We Can Never Go Home by Matthew Rosenberg, Patrick Kindlon, Josh Hood, Brian Level, Amanda Scurti, and Tyler Boss is undoubtedly one of the biggest indie comics success stories of 2015. Buoyed in part by coverage of a controversial costume-change sequence in #3, the book burned up the back issue market. The trade paperback debuted just before Christmas and lives up to the hype. The book focuses on two teens, Madison and Duncan. The most popular girl in school, Madison hides her superpowers from the world until her boyfriend hits her during a confrontation with Duncan. In turn, Duncan tells Madison that he can kill people with his mind. The two have brief courtship that’s cut short following a violent incident that causes them to go on the run together.
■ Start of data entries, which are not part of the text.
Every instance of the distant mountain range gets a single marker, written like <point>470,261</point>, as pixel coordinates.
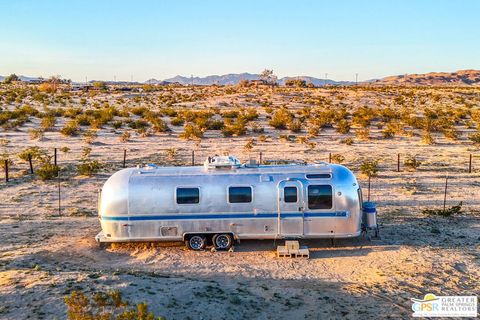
<point>235,78</point>
<point>459,78</point>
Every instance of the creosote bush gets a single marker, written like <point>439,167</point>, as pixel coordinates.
<point>411,162</point>
<point>369,167</point>
<point>448,212</point>
<point>191,132</point>
<point>105,306</point>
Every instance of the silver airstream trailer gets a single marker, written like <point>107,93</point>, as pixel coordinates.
<point>225,200</point>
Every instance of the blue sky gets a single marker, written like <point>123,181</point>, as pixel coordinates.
<point>160,39</point>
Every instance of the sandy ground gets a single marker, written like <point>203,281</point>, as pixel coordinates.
<point>45,255</point>
<point>43,260</point>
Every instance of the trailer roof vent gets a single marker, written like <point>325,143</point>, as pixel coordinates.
<point>222,162</point>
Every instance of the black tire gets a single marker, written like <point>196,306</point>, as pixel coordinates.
<point>222,241</point>
<point>196,242</point>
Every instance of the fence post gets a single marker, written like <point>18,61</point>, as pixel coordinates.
<point>59,198</point>
<point>445,194</point>
<point>6,170</point>
<point>30,162</point>
<point>368,196</point>
<point>470,164</point>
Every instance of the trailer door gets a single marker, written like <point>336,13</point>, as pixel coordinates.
<point>290,209</point>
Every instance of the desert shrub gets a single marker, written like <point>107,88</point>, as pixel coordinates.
<point>343,126</point>
<point>280,119</point>
<point>249,145</point>
<point>47,87</point>
<point>362,133</point>
<point>117,124</point>
<point>302,140</point>
<point>90,136</point>
<point>87,166</point>
<point>448,212</point>
<point>475,137</point>
<point>70,129</point>
<point>72,112</point>
<point>363,116</point>
<point>83,120</point>
<point>250,114</point>
<point>105,306</point>
<point>139,111</point>
<point>47,171</point>
<point>191,132</point>
<point>411,162</point>
<point>138,124</point>
<point>125,136</point>
<point>256,128</point>
<point>171,153</point>
<point>347,141</point>
<point>337,158</point>
<point>230,114</point>
<point>36,153</point>
<point>47,122</point>
<point>294,125</point>
<point>313,130</point>
<point>36,134</point>
<point>311,145</point>
<point>427,138</point>
<point>237,128</point>
<point>177,121</point>
<point>451,133</point>
<point>369,167</point>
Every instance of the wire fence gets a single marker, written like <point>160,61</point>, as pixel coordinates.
<point>395,186</point>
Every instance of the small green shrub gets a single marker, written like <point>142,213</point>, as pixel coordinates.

From there, We Can Never Go Home is, at turns, exciting, funny, and compelling. There’s just one problem. I feel like I’ve already read this comic before. Twice, in fact. It’s called Harbinger. Originally published by Valiant in 1992, Harbinger was created by Jim Shooter and David Lapham. Joshua Dysart revived the series in 2012. I don’t mean to suggest a one-to-one correspondence here, but tonally, We Can Never Go Home clearly owes a huge debt to the two versions of the book. Shooter’s big idea for the title was a grittier version of the X-Men, where the characters were on the run, not living in a luxurious Westchester mansion. Dysart’s version is slower-paced than Shooter’s original and really foregrounds the troubling and dysfunctional relationship between the telepathic Peter Stanchek and normal human Kris Hathaway. Rosenberg and Kindlon switch the genders of which member of the couple possess powers, but they keep the manipulation. Like both versions of Harbinger, it’s about protagonists on the run, living on the margins, and does not center the story on a big city like New York. The last comparison is the Closed Casket organization Madison and Duncan briefly become involved with, which seems like a very low rent (and probably more realistic) version of Toyo Harada’s Harbinger Foundation.
Despite the familiarity of the story, Rosenberg and Kindlon, who are relative newcomers, do manage to make Madison and Duncan compelling. The real star is Josh Hood. Hood’s been in comics for nearly 20 years and worked on Superman, Spider-Man, and Aquaman, but only sporadically. The turning point for his career seems to have been a stint at Zenescope starting in 2012. We Can Never Go Home is, whatever its other flaws, an amazing showcase for someone who has apparently been overlooked all this time. His figures are clean and gorgeous like those of an but the world around them feels gritty, run down, but not Noir-ish. Really, the only comparison that makes sense to me is Dave Gibbons. Hood’s work isn’t as formally restrained though, and his action sequences are more fluid.
In summation, We Can Never Go Home manages the neat trick of both living up to its hype and disappointing. The story isn’t quite there, but it’s visually spectacular and likely marks the arrival of a major talent.